Contributor Spotlight: Chroneco
Interview by Kara Holmes
July 10th, 2017
This year’s merchandise line-up features designs from seasoned community members alongside a few fresh ideas from contributors like Chroneco. Chroneco (or “Eric Christiandi” if you catch him on the streets) is known for his adorable chibi characters. He has created shirts for the Workshop, designed custom Twitch emotes, and now has a set of official Steam emotes. This is Chroneco’s first year creating merchandise outside of t-shirts. He went from not knowing how to design a 3D model to creating the entire collection of Dotakins figurines. It has been incredible to work with Chroneco on the Dotakins project and I can’t wait to see what he’s going to create next.
Hey Chroneco! It’s really great to have you as our very first Workshop Contributor we’ve invited to the spotlight! We have worked together for a few years now but for those fans who do not know you, can you please introduce yourself?
Hello! My name is Eric Christiandi, I live in Bandung, Indonesia. I studied computer science then worked as game programmer with drawing as a hobby. Currently I am working as freelancer artist focusing on chibi characters. I love watching anime and playing Dota 2.
How long have you been contributing to the Dota 2 workshop? What was the inspiration behind your original concept pitch for Dotakins?
It has been 2 years since I found Welovefine was having a contest for Dota 2 New Bloom Festival in 2015. Cassie sent me an email about vinyl figure concept for new merchandise. The first thing that popped up in my mind when the project started was gashapon (capsule toys) and the heroes doing their things. Gashapon is like a vending machine but the item you get is random, it is similar with how you get items from the treasures in Dota 2.
When the theme for the figurines was decided to be “sleeping”, I imagine them sleeping calmly, hugging their favorite items while Naga sings them lullaby. Naga was first designed sitting on top of treasure chest. This later changed to music notes.
Up until this project you primarily did 2D, how was the transition between working in 2D to 3D?
It was really challenging especially on visualizing how they will look [in] 6 different angles. [The 6 angles are] used as reference for the modelers to sculpt in 3D software.
What was it like to visualize 2D drawings into 3D models?
It was pretty difficult and it took so long to make so I sculpted some clay to use as cheat sheet.
Tell me about the process of sculpting the figurines by hand. Were there any surprises about their shape, size, or features while you got to know the characters intimately?

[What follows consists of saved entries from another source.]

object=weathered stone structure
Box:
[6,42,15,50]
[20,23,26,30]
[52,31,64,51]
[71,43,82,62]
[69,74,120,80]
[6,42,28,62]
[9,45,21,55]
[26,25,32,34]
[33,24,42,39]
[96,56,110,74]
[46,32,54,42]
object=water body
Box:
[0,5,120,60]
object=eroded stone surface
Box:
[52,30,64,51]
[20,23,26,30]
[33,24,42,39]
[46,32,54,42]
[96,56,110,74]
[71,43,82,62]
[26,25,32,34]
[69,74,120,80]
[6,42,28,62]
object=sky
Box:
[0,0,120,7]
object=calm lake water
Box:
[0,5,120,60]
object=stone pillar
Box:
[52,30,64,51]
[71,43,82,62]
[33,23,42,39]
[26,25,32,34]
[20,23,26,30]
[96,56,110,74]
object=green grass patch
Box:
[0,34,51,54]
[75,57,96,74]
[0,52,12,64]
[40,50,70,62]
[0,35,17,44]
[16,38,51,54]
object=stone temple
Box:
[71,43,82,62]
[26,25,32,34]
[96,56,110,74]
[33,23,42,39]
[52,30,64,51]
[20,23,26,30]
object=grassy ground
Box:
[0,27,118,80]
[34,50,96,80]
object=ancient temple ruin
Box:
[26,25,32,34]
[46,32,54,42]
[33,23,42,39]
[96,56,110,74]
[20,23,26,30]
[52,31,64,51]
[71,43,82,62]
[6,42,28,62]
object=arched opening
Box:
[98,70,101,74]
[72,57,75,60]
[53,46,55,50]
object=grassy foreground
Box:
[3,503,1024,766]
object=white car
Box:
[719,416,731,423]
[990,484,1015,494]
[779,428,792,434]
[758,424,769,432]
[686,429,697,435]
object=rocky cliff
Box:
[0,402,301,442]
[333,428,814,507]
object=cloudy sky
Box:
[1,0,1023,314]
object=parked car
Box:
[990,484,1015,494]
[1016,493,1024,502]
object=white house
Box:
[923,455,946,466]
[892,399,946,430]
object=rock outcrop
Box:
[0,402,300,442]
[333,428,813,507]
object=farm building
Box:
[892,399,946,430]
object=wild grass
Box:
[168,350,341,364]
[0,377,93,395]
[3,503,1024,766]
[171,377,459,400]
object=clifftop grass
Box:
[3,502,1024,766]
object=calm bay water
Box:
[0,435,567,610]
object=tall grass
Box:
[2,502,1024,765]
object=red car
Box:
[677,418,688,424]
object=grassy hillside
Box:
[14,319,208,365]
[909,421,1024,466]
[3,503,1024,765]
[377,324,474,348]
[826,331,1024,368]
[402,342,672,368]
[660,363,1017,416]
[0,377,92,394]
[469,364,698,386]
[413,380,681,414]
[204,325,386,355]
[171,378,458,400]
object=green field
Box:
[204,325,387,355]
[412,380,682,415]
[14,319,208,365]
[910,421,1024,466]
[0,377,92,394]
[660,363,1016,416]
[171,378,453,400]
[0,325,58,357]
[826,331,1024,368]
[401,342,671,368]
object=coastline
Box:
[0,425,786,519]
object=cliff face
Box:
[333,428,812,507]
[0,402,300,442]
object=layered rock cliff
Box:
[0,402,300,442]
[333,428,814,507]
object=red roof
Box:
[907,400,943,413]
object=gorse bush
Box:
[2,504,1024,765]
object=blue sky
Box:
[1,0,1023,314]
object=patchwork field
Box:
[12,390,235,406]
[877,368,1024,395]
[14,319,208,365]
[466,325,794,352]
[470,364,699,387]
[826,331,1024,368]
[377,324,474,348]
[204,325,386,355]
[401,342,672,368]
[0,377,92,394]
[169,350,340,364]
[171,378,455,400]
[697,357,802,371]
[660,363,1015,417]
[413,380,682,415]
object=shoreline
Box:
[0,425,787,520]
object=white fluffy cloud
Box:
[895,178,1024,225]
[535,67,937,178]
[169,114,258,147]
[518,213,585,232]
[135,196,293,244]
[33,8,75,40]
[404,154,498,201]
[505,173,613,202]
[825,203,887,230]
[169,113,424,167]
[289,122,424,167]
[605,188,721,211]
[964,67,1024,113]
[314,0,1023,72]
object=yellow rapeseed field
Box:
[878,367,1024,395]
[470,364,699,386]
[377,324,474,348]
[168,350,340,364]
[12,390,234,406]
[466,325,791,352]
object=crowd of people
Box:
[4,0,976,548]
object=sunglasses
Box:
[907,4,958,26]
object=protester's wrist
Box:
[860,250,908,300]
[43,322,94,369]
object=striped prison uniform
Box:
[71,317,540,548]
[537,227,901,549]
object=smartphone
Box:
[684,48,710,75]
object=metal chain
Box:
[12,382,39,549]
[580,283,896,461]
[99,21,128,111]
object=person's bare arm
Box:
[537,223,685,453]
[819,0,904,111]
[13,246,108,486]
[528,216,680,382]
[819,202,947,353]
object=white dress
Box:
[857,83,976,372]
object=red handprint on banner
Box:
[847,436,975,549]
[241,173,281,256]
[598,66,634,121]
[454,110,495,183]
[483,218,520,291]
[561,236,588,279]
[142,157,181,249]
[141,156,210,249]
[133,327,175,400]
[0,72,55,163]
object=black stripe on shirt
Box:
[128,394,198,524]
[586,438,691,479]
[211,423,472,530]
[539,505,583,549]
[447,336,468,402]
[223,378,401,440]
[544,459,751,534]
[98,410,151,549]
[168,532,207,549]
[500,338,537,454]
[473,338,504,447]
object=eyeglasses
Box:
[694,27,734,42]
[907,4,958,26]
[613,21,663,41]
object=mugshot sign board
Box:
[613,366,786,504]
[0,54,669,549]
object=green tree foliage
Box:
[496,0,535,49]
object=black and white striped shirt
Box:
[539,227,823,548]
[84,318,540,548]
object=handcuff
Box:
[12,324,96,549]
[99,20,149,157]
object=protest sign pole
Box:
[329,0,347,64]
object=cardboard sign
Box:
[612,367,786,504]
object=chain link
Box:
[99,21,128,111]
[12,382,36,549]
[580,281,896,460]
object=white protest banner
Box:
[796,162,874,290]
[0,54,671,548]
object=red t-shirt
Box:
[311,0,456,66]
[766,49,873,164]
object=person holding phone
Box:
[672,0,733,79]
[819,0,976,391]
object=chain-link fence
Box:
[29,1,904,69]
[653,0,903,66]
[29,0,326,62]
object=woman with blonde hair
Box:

I sculpted them to make the general shape of the figurines, just enough to see how they would look from each sides. I couldn’t make them detailed since I haven’t played clay for years hahaha. It [was] hard to decide on how they look, like when [they’re] sleeping with [their different] body shapes.
Could you tell me what your day-to-day was like while you worked with us to create Dotakins?
I was excited and nervous at the same time since this was the first time [I’ve ever done] something like this and I want to give it [my] best. Since our time difference is about 12 hours, sometimes I had to stay up late and wake up earlier so we [could] discuss things like revisions.
What was the hardest part of this project?
I think the hardest part is drawing the model in 6 angles because they have to be made in orthographic view (no perspective). In drawings with perspective, the objects have depth so if the object is closer to the eye it will look bigger than the object that is farther. In this case, the size of each part like head or hand need to look the same even if it is actually farther or closer if viewed from different angles.
You also worked on some Dotakin Emoticons, what was it like to create your first digital item?
It was really exciting! It is really fun making them with hilarious expression that sometimes I couldn’t help but [giggle] while drawing them. I [can’t] wait to see them in-game.